Brown’s written campaign ads describe her work on the medical school as WSU-Spokane chancellor, contending she “built a coalition and led the creation of a new medical school for Eastern Washington.” One video ad talks about her work in the Legislature, then quotes someone as saying “she has brought a medical school to Eastern Washington” while the screen shows boxes checked for Senate Leader, Experience Across Party Lines and Medical School. A viewer could easily infer that those three things are all connected.
There is little debate that Floyd, the late president of WSU, was the person who lobbied hardest for the medical school, as Baumgartner said. But he was also the person who tapped Brown for chancellor of the Spokane branch campus as those plans were being formulated. This was after Brown, as Senate majority leader, had helped secure funding for what would become a major building block for the new medical school, the Biomedical and Sciences Building at Riverpoint. In 2011, then-Gov.
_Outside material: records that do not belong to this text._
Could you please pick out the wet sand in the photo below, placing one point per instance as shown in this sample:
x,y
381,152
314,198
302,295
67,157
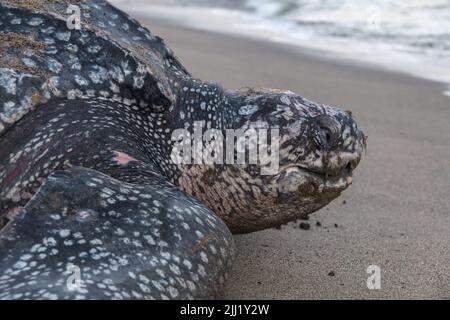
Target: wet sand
x,y
396,215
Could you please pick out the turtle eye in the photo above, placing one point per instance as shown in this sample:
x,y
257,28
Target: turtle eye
x,y
326,131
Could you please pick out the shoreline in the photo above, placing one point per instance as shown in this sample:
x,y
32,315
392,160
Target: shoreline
x,y
200,19
396,214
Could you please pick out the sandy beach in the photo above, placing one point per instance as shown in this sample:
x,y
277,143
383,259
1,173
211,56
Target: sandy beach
x,y
396,215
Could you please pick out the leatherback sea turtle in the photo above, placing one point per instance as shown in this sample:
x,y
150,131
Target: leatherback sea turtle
x,y
92,202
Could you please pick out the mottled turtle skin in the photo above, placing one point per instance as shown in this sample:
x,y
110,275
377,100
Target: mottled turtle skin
x,y
87,181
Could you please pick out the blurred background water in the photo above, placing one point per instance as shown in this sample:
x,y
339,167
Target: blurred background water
x,y
412,36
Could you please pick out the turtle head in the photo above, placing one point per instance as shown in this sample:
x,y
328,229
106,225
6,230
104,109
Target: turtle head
x,y
281,157
307,153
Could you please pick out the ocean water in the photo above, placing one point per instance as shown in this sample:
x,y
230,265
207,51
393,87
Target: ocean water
x,y
411,36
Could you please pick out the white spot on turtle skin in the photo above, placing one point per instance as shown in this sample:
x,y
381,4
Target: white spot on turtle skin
x,y
35,22
54,65
64,233
85,215
63,36
248,110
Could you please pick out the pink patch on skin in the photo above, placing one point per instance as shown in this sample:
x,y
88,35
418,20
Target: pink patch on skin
x,y
122,158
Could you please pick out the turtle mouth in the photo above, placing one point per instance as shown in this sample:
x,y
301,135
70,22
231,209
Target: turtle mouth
x,y
298,178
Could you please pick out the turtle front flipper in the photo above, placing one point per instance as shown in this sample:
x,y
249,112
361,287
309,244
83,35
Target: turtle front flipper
x,y
85,235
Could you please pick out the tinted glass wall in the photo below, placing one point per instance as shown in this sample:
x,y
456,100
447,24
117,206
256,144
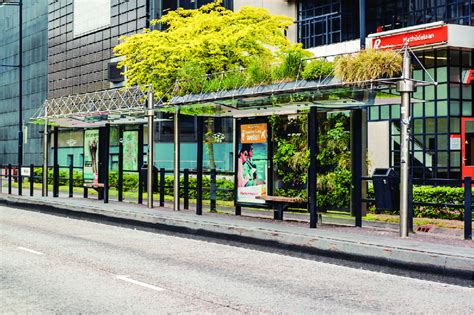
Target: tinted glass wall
x,y
437,118
35,65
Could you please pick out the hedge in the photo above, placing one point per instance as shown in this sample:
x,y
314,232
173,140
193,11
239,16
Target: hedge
x,y
441,194
130,183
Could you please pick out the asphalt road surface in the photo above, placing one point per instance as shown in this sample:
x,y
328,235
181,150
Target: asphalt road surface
x,y
53,264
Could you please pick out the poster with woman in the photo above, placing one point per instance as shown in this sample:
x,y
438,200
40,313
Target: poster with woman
x,y
91,155
130,150
252,159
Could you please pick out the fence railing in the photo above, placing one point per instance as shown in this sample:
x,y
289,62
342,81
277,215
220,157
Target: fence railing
x,y
13,174
466,206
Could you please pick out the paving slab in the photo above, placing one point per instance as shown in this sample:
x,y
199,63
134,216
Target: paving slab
x,y
353,244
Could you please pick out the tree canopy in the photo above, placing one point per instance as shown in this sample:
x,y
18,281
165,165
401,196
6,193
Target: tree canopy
x,y
212,38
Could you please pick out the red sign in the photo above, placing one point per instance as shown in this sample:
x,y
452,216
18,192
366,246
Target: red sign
x,y
468,76
428,36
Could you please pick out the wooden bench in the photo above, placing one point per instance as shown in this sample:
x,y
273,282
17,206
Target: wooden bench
x,y
281,204
99,187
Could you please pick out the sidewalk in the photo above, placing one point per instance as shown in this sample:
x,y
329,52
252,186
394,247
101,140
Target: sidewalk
x,y
438,254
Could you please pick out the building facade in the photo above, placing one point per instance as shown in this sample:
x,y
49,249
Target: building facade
x,y
75,55
34,78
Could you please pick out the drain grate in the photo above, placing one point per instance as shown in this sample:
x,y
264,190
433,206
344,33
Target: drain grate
x,y
425,228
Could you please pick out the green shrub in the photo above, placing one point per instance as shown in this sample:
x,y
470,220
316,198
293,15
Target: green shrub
x,y
317,69
443,195
368,64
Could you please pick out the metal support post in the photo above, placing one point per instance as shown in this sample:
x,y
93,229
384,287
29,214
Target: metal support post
x,y
55,163
20,93
238,207
9,179
176,160
213,190
45,156
106,162
151,141
362,32
313,166
120,166
32,179
405,86
186,189
71,180
140,163
467,208
200,147
20,181
357,158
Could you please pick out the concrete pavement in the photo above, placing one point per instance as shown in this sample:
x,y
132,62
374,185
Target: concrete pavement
x,y
445,262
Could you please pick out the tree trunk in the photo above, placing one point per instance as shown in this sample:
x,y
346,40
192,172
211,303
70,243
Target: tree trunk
x,y
210,143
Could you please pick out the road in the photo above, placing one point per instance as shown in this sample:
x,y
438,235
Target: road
x,y
52,264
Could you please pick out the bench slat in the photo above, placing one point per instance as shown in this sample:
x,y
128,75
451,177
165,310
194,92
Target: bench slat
x,y
281,199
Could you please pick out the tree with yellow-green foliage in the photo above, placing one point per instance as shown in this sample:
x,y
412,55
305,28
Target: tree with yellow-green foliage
x,y
211,39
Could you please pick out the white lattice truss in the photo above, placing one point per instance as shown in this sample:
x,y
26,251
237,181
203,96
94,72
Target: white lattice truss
x,y
123,101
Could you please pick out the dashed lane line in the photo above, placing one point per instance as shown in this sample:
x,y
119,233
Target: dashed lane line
x,y
143,284
29,250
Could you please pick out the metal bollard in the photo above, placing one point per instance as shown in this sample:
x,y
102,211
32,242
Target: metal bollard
x,y
19,180
71,180
186,189
9,179
467,208
32,179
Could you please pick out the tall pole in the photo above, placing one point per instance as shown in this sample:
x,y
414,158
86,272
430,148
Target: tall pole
x,y
45,153
405,86
151,140
362,31
20,86
176,160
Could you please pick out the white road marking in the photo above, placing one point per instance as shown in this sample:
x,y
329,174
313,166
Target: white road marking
x,y
143,284
30,250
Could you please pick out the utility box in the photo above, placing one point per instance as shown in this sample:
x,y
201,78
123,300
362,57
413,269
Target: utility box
x,y
144,176
386,189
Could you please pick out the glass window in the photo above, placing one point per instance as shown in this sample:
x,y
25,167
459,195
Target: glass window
x,y
395,111
467,108
442,108
442,125
441,58
467,92
454,74
374,113
384,112
429,109
442,159
455,125
442,74
418,126
442,90
429,93
455,159
418,110
454,108
430,125
442,142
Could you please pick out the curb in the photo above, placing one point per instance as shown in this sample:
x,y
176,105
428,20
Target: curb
x,y
439,266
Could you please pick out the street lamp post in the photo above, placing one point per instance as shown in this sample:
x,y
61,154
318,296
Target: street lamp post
x,y
19,3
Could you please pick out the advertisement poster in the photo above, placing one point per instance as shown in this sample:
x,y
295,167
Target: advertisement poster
x,y
130,150
91,155
252,163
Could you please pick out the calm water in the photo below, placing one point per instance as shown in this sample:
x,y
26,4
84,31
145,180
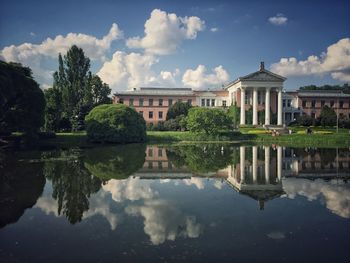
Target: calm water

Chris Gregoire’s initial capital budget did not include money for that building; the Senate, where Brown was majority leader, and House both put the project in their budget proposal and protected the second year’s funding in 2012.
When Floyd later pitched an independent medical school separate from the University of Washington program in Spokane, Brown helped lobby the Legislature for that and continued to move the project forward when Floyd died in 2015 shortly after it was approved, until she stepped down in 2017.
The state GOP ad also contends Brown “has no reason at all to take credit for funding the North-South corridor” and quotes Schoesler as saying a gas tax that passed while Brown was majority leader “put a lot of money into Seattle and put very little money” into the freeway.
Schoesler is right that the 2005 bill, which raised the gasoline tax by 9.5 cents over four years to pay for major highway projects, was heavily weighted in favor of Western Washington projects. Of the $2 billion it was projected to raise its first six years, only about $150 million was scheduled for the freeway. Brown voted for it, Schoesler voted against it.
But the freeway is a decadeslong project, and just two years earlier, when a 5-cent-per-gallon tax increase was approved, it also had money for the north-south freeway. Brown voted for that bill; Schoesler voted against it.
Schoesler is correct the gas tax increase approved in 2015, when Republicans controlled the Senate, had more money for the freeway, although by that time Brown was no longer in the Legislature. That bill passed with bipartisan support, including Schoesler’s, although the only no votes came from Republicans.
Editor’s note: An earlier version of this story incorrectly described the size of the ad paid for by the state Republican Party in Friday’s print edition of The Spokesman-Review. The story was changed on Friday, July 27, 2018 to correct the error.